The odds ratio dropped in patients remaining on therapy to 1.12 and 1.31 respectively at 1 year and 0.85 and 0.76 respectively at 2 years.

They said although the likelihood of reaching sustained remission was higher with biologics, triple therapy may still be an alternative for certain patients.

“These are meaningful findings for patients with contraindications to biological therapy and of economic interest with regards to cost differences between the strategies and hence resource allocations.”

An editorial in the journal, co-authored by Queensland rheumatologist Associate Professor Peter Nash, said the study was important as the use of triple therapy has become less prominent in rheumatoid arthritis recommendations and guidelines.

“Treatment after methotrexate with a bDMARD compared to adding csDMARDs as triple therapy is more likely to result in sustained DAS28(ESR) remission and be continued because of the better clinical benefit and tolerability.”

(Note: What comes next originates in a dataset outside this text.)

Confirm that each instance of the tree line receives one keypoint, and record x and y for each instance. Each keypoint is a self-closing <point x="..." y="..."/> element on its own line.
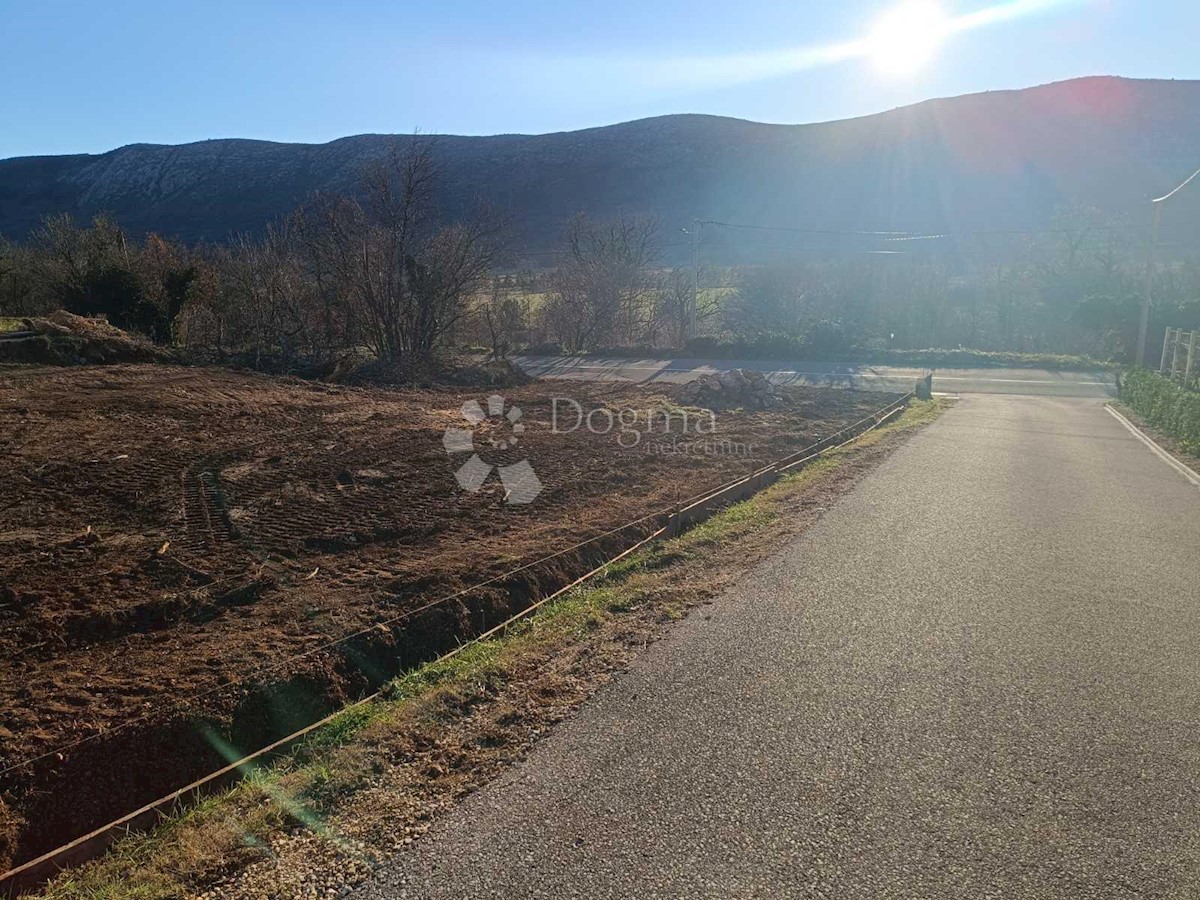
<point x="381" y="271"/>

“However, patients who do respond and tolerate triple therapy, are just as likely to achieve and maintain sustained DAS28(ESR) remission; just a smaller percent of initial patients do so.”

They noted that the holy grail of sustained remission for all was elusive – with neither treatment strategy effective for all patients.

“This analysis suggests that despite advances in treatment strategies and therapeutic options, the likelihood of sustained remission over 2 years with either strategy in their rheumatology practices remains low with more than half the patients discontinuing treatment by 2 years. These results do not bode well for a lifelong chronic disease.”

They added that without predictors of tolerability and response to medications, “our current treatment paradigm of blindly choosing a specific treatment option after methotrexate failure in RA is sub-optimal.”

“Perhaps biomarkers will provide more rationale treatment choices and inform us when to start or stop a medication but the search for such biomarkers has been disappointing.”